This paper provides research results that suggest ways in which the speed-performance of array-based FPGAs, like those from Xilinx, can be improved through enhancing their interconnect. Using an experimental approach, we study this issue from both the perspective of improving the routing architectures of the chips, as well as the CAD tools used to route circuits. The basic conclusions reached are: the lengths of wire segments in the interconnect dramatically affects speed-performance, it is crucial to limit the number of programmable switches that signals pass through in series, the impact of decisions made by the CAD routing tools is very significant, and the CAD tools should consider both speed-performance and area utilization, not just focus on one goal.
Over the last decade, Field-Programmable Gate Arrays (FPGAs) have emerged as a key technology for implementing circuits in VLSI. A number of different types of FPGAs are currently available from various manufacturers. One of the key features distinguishing different classes of FPGAs is the technology used to implement the user-programmable switches, examples of which are SRAM, EPROM, EEPROM, and antifuse. Because of its widespread use, being offered in FPGAs manufactured by Xilinx, Altera, AT&T, Atmel and Algotronix, this paper assumes that programmable switches are based on SRAM technology.

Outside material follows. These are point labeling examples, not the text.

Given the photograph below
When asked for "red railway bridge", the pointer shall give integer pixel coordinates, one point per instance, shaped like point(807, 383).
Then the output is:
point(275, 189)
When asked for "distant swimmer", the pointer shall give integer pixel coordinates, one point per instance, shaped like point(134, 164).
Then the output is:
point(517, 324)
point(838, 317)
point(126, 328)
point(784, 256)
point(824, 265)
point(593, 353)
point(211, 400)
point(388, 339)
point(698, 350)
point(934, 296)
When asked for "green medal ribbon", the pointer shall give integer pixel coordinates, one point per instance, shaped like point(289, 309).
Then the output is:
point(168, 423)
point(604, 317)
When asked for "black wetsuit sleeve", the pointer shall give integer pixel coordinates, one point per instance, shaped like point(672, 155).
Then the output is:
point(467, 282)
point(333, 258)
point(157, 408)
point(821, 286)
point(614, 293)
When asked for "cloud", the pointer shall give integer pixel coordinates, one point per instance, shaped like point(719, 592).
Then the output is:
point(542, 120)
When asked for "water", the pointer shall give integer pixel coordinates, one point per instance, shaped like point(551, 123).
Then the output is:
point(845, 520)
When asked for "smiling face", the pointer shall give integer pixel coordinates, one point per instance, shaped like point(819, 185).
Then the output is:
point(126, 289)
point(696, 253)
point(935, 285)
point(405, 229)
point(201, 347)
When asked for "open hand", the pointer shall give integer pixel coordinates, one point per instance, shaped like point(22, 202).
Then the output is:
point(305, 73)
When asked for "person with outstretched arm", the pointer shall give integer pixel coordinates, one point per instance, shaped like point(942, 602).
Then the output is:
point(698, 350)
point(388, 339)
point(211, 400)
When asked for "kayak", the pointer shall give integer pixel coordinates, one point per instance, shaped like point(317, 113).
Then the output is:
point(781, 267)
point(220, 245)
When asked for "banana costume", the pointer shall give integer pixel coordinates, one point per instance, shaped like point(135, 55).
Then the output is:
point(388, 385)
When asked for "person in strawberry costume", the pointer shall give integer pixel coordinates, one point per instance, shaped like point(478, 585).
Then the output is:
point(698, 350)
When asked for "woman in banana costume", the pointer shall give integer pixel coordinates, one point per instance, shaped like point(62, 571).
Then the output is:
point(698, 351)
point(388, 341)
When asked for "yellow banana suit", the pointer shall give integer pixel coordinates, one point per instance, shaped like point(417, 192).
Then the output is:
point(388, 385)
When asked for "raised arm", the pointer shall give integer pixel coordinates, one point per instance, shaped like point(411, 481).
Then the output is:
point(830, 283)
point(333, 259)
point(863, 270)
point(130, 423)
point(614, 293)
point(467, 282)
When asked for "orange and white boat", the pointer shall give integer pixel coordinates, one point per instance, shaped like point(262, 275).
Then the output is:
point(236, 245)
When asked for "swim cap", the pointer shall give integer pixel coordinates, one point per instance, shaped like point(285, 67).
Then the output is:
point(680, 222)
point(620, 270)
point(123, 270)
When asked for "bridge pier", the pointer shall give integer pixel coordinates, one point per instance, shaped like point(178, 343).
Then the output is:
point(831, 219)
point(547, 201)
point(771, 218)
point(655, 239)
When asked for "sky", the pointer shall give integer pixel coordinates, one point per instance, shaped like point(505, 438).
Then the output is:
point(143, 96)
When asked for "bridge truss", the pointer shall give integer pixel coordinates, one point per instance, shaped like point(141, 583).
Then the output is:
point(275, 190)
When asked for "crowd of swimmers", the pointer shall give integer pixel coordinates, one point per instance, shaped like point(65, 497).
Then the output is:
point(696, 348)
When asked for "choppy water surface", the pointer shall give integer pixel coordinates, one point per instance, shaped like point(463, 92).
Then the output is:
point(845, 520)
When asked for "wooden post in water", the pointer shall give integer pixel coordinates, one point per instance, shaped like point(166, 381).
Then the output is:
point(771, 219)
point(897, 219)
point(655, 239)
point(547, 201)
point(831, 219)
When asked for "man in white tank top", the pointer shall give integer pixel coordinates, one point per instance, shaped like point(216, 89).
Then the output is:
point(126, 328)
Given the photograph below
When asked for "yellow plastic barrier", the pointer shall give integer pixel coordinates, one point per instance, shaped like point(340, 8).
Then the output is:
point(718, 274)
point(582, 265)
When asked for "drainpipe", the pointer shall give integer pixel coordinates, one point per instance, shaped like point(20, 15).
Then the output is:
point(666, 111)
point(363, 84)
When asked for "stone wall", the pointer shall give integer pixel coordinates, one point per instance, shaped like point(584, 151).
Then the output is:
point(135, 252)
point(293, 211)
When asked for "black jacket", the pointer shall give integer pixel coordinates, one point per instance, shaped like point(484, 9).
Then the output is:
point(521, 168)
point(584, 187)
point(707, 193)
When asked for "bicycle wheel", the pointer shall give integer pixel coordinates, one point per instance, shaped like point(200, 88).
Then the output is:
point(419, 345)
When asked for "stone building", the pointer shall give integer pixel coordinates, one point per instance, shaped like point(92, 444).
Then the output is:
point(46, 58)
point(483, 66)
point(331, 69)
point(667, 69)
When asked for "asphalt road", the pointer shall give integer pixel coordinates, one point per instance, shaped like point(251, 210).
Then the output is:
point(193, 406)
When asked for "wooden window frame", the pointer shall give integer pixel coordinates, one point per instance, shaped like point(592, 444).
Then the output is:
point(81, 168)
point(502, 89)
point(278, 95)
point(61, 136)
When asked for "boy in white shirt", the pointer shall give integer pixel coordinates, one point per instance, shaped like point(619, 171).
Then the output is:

Since they are user-programmable, FPGAs considerably reduce manufacturing and prototyping time, as well as design costs, and are thus more attractive than alternative technologies like Mask Programmable Gate Arrays (MPGAs). On the other hand, the inherent drawbacks of user-programmability are reduced logic capacity and speed-performance, and this engenders limitations on the range of applications for which FPGAs are suitable. In this paper, we focus on improving the speed-performance of FPGAs.
Speed-performance is limited by two main factors: combinational delays in logic blocks, and propagation delays through the interconnect?s programmable switches. Unlike mask-programmed technologies where combinational delay dominates, in FPGAs interconnect accounts for a very significant 40-60 percent of total delay . Two key factors affect delays due to interconnect in an FPGA: 1) the routing architecture, which comprises the wires and switches used to interconnect the logic blocks, and 2) the CAD tools used to implement circuits.
In previous research  , the speed-performance of FPGA routing architectures has been studied, but only for rowbased devices such as those from Actel. In this paper, we
investigate ways of decreasing interconnect delays for FPGA architectures that are array-based, like those from Xilinx. One motivation for this research is the results of recent benchmarks  that have shown that array-based FPGAs currently offer lesser speed-performance than row-based FPGAs or Complex PLDs (CPLDs). As one of the key differences between these devices, the interconnect structure is a prime candidate for enhancing speed-performance.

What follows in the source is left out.